Goetz, aventurier tout puissant et héroïcomique, met l'Allemagne à feu et à sang, se voue au mal et à la trahison, affirmant ainsi contre Dieu son propre univers. Mais alors qu'il est sur le point de massacrer tous les habitants d'une ville, voici qu'il se convertit au bien sur un coup de dés. Il donne aux paysans ses terres, fonde une Cité du Soleil (du bonheur), se consacre à la sainteté. Cette entreprise pleine de bonnes intentions précipite en fait la révolte des paysans. Nous rencontrons les mêmes motifs dans la pièce de Vynnytchenko quand Kat, après s'être persuadée de capacités magiques d'Amare, lui propose de partir pour l'Amérique afin d'y vaincre la cruauté et l'avidité d'argent (Le Prophète, I, 1). Amare accepte cette proposition en s'adressant à la foule qui proteste contre son départ : « quelle joie pourrait donc être pour vous, quand vous serez sains, heureux, tandis que vos frères vont mourir de maladies»13. Amare, comme son homologue Goetz, s'adresse à ses fidèles en recourant constamment aux mots « mes frères », C'est vrai que Goetz se heurte à la méfiance des paysans qui ne veulent pas au commencement l'appeler « mon frère »14.
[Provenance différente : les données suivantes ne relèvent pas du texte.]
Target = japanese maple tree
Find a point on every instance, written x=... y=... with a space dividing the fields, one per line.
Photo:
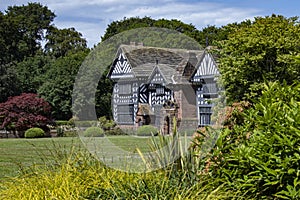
x=19 y=113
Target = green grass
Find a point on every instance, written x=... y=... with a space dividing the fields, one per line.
x=16 y=154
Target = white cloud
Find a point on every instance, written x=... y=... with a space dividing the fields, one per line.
x=91 y=17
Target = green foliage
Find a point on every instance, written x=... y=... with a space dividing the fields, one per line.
x=30 y=21
x=264 y=50
x=34 y=133
x=77 y=175
x=93 y=132
x=30 y=72
x=260 y=157
x=64 y=41
x=147 y=130
x=58 y=88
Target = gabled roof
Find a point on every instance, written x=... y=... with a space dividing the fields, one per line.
x=206 y=68
x=171 y=62
x=166 y=73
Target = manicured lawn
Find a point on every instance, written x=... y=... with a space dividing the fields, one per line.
x=18 y=153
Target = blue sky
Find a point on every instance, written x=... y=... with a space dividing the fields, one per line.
x=91 y=17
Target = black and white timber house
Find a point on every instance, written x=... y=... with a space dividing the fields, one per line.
x=153 y=85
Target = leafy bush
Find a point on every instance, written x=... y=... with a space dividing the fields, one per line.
x=19 y=113
x=147 y=130
x=93 y=132
x=34 y=133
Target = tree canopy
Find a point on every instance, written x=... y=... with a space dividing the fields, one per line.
x=264 y=50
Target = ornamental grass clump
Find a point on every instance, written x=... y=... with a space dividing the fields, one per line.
x=34 y=133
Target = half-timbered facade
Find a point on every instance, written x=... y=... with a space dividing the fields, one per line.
x=153 y=85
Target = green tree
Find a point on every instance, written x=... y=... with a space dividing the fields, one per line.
x=63 y=41
x=265 y=50
x=58 y=88
x=31 y=70
x=136 y=22
x=31 y=21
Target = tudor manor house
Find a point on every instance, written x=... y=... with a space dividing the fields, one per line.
x=157 y=85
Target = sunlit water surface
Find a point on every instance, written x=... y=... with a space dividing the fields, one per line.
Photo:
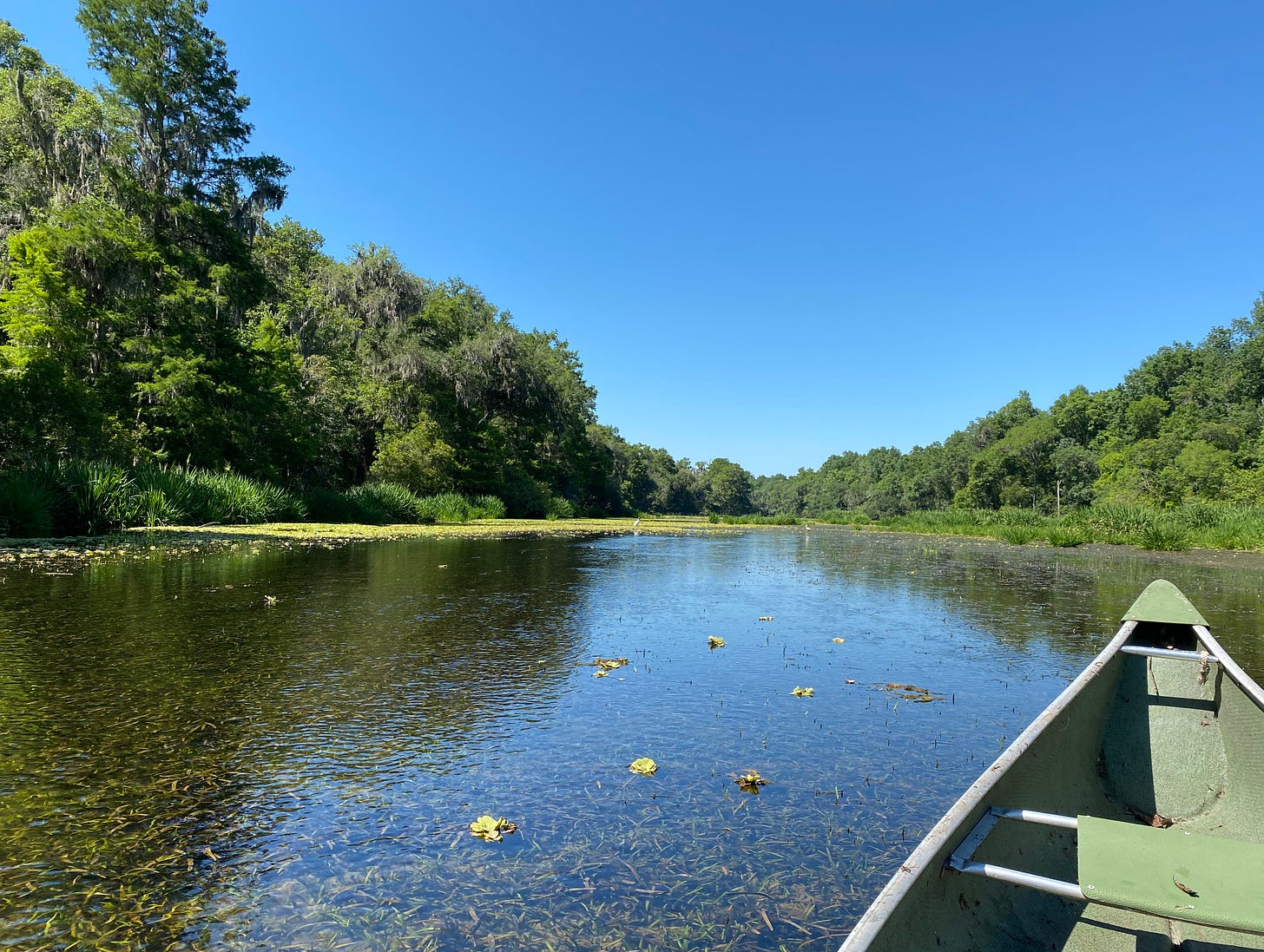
x=186 y=765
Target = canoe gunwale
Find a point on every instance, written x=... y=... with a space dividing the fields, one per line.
x=950 y=827
x=956 y=824
x=1244 y=681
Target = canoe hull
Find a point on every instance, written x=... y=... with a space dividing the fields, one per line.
x=1129 y=739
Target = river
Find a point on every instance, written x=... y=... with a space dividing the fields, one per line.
x=283 y=747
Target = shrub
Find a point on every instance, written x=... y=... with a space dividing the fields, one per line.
x=560 y=507
x=1164 y=537
x=95 y=498
x=487 y=507
x=451 y=507
x=1017 y=535
x=1067 y=537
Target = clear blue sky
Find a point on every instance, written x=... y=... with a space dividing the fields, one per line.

Sartre introduit un personnage très intéressant, Hilda, qui critique toutes les entreprises de Goetz, et entre autres la création de la Cité du Soleil : « il est vrai, mes frères, que votre Cité du Soleil est bâtie sur la misère des autres. [...] Sur cette terre qui saigne, toute joie est obscène»15. Combien cette tirade est actuelle de nos jours ! Hilda ne manque pas d'enlever le masque de Goetz, en lui disant, par exemple, qu'il n'a jamais aimé les paysans : « tu ne les aimais même pas »16. Comme Amare, Goetz recourt à n'en plus finir aux mots : « amour », « bonheur », « le bien », « tous égaux », « le paradis ». A la fin de la pièce Goetz, lui-même, enlève son masque, en déclarant « c'est moi qui ai triché, moi qui ai fait des miracles, c'est moi qui m'accuse aujourd'hui, moi seul qui peux m'absoudre ; moi, l'homme... »'7. Il avoue enfin qu'il voulait que le Bien fait par lui apportât plus de Mal que la cruauté d'autrefois ; « la Comédie du Bien s'est terminée », dit-il1*.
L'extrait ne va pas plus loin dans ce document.